Table 2 The top 35 ranking model features contributing to participant similarity as determined by normalized mutual information and corresponding statistical summaries of between group differences for data-driven and diagnostic groups.
Fig. 2: Data-driven group differences for top contributing features across age and IQ as well as their stability across resampling.
figure 2

Figure panels depict top ranking SNF input features across different data types contributing to participant similarity (i.e., in top 35), including the top two cortical thickness regions (right pars triangularis = rank#1, right insula = rank#2), top two behavioral measures (Strengths and Weaknesses of Attention-Deficit/Hyperactivity Symptoms and Normal Behaviors (SWAN) Inattention = rank#3, SWAN Hyperactivity = rank#26), and right pallidum subcortical volume (rank = #35). Between group differences are plotted across (A) age and (B) IQ. Graphs show differences between groups on top ranking features were consistent across age and IQ when the effects of the other and sex were regressed out. Shaded areas represent 95% confidence intervals. Similar group difference patterns were found across other features (including additional cortical thickness regions) (see Fig. S6).

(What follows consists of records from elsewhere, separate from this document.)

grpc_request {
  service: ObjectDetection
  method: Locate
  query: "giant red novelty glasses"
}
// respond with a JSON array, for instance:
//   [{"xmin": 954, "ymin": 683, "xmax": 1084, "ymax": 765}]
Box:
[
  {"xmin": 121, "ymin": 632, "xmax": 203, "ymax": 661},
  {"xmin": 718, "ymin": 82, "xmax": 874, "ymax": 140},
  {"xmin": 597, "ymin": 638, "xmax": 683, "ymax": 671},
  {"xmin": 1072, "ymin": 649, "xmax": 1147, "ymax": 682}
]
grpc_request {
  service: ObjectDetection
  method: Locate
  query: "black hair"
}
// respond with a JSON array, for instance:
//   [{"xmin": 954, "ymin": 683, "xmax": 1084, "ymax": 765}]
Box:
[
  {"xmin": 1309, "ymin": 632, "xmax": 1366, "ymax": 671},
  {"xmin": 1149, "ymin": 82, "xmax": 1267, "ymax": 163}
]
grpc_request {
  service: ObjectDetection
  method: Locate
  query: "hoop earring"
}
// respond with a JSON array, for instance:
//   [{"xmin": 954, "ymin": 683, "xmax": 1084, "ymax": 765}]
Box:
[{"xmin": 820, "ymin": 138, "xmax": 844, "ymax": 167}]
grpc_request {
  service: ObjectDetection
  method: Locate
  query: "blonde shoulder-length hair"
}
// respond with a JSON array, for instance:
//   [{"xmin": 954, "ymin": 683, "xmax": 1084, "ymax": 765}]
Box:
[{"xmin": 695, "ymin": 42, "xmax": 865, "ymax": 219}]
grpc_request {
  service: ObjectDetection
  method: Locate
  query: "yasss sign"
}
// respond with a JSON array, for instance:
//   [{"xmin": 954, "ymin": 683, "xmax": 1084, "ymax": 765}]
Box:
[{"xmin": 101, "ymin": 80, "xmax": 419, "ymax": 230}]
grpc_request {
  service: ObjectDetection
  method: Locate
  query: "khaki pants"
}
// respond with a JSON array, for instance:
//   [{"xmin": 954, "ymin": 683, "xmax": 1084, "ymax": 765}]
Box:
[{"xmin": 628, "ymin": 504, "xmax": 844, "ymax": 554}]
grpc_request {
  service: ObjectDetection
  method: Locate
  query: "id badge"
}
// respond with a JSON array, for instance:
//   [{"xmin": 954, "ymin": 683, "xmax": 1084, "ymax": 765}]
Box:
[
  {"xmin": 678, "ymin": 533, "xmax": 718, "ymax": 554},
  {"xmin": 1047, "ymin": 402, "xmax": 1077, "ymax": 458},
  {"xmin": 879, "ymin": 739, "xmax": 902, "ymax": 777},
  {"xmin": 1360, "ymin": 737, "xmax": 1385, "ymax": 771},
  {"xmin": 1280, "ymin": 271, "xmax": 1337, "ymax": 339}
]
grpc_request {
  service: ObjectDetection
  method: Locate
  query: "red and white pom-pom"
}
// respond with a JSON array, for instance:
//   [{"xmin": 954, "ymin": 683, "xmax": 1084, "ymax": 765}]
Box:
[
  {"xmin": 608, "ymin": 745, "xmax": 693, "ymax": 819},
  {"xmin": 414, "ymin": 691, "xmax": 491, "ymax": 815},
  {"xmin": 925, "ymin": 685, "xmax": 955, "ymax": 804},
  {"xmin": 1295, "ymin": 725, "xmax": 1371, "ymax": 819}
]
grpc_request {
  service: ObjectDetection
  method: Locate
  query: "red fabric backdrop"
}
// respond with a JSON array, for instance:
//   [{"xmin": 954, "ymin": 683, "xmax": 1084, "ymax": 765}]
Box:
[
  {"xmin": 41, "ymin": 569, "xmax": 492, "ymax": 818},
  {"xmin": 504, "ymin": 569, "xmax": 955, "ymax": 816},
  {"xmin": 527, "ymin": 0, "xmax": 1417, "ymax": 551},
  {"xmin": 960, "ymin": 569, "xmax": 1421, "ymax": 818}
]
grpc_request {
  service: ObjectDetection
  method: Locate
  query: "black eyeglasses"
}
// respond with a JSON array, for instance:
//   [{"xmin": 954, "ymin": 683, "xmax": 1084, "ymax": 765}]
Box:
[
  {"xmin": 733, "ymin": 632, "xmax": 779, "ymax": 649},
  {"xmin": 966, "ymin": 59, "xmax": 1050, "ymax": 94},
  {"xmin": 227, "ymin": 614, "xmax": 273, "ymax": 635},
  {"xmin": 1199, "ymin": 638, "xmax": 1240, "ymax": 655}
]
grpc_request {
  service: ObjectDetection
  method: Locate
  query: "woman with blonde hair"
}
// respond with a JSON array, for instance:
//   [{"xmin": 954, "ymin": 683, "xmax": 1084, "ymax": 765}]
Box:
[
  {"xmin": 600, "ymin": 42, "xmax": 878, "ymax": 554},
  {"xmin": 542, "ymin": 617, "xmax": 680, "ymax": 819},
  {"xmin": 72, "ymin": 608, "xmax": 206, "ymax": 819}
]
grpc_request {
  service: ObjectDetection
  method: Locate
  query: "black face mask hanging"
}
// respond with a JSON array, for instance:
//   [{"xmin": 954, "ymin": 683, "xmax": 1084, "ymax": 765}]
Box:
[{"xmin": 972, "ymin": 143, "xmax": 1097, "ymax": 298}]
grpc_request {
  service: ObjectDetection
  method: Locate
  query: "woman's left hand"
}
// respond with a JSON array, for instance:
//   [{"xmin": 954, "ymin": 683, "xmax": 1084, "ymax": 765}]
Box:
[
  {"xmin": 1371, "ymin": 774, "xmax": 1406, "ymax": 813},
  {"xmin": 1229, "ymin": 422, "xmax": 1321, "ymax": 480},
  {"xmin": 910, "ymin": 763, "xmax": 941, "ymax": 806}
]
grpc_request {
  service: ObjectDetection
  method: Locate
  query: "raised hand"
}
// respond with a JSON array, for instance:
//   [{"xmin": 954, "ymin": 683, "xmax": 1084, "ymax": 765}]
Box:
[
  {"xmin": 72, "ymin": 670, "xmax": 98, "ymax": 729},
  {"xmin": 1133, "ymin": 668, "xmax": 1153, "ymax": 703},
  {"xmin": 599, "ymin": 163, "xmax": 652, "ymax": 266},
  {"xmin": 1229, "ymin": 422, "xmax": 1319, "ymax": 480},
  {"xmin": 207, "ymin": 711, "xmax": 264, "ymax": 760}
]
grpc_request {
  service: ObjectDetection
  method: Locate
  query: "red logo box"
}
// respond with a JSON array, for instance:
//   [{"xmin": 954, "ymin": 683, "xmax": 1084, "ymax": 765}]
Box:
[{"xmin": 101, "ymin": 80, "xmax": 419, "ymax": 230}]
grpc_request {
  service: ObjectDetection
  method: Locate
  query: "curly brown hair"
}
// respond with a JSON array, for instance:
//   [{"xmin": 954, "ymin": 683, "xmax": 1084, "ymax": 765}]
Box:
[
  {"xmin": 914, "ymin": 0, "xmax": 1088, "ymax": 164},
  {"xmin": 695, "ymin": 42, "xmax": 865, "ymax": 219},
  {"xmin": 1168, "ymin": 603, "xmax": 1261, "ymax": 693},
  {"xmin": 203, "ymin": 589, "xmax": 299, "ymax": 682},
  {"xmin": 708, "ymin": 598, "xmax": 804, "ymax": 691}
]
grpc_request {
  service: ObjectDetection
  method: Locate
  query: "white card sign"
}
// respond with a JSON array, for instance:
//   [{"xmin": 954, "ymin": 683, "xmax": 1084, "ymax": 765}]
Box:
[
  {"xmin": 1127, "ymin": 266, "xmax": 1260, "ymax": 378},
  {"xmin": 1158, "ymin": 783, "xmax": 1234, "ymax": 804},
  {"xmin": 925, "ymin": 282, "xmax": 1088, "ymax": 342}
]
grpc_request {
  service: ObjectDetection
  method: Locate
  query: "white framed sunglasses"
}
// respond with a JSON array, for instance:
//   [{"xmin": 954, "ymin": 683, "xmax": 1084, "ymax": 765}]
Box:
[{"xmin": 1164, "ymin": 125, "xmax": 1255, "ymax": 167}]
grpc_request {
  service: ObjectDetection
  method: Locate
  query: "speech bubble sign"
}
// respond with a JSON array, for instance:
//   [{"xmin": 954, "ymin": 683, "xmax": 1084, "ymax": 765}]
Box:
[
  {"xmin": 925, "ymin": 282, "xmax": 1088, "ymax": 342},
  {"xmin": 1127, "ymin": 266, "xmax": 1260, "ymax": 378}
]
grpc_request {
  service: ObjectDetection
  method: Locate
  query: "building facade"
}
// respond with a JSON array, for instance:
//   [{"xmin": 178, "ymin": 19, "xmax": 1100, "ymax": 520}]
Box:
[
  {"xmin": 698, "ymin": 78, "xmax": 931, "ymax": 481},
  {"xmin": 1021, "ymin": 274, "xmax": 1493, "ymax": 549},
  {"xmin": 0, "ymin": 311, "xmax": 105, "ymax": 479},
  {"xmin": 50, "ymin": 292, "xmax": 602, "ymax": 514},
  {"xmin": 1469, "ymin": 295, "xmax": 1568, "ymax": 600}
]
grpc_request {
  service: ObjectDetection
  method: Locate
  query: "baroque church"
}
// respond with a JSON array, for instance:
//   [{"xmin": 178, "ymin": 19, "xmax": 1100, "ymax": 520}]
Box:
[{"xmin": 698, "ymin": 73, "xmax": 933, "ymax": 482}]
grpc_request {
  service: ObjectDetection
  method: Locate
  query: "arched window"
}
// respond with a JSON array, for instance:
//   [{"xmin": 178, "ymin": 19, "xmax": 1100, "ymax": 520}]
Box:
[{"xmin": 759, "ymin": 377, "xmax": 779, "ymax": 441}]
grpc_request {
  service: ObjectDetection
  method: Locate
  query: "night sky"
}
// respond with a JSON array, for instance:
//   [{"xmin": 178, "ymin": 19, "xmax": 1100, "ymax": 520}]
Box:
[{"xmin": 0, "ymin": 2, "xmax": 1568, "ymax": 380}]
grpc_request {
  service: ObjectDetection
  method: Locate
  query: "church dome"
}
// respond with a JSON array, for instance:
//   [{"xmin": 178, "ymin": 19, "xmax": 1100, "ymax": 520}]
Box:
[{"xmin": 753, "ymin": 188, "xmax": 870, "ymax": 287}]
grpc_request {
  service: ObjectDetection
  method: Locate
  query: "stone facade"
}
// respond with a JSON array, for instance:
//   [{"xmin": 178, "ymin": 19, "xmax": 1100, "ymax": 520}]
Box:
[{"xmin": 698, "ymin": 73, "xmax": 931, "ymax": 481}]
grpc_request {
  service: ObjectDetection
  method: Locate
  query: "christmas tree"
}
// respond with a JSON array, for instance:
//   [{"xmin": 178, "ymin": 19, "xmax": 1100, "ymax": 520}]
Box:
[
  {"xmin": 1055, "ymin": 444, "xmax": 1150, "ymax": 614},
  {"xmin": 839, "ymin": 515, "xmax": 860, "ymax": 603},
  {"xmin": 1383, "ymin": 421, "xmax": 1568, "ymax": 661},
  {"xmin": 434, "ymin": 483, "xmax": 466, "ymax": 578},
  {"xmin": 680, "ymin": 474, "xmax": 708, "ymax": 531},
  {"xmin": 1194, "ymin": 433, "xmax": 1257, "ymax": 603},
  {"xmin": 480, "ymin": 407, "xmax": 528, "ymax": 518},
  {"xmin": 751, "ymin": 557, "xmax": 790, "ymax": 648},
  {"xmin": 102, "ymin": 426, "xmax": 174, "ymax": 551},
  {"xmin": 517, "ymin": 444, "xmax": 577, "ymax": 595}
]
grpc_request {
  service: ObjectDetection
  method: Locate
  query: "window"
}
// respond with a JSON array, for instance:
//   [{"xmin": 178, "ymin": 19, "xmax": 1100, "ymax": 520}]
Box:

C The percentage with which any given top contributing feature remains among the top 35 features across 1000 permutations (see Fig. S7 for detailed feature labels).

Influence of demographic and IQ variables on data-driven groups

There was a significant effect of age on data-driven groups (F3,172 = 13.1, p < 0.0001), due to a younger age, on average, among Group 3 participants compared to all other groups (Fig. S3a). There was also an effect of IQ (F3,132 = 4.5, p = 0.005) and sex (X2 = 17.0, p = 0.0007) on data-driven groups (Table S2), due to higher IQ in Group 1 compared to all other groups and proportionally more females in Groups 1 and 2 compared to Groups 3 and 4 (Fig. S3b, c). However, differences between groups on top ranking features were consistent across age and IQ when the effects of the other and sex were regressed out as presented in Fig. 2, and no group-by-age, -sex or -IQ interaction effects were shown after FDR correction for any feature. There were two significant group-by-IQ interaction effects among top contributing features before correction in left middle temporal cortical thickness (F3,126 = 4.9, p = 0.003, η2 = 0.06) and left pars orbitalis cortical thickness (F3,126 = 2.9, p = 0.04, η2 = 0.05) (Fig. S4).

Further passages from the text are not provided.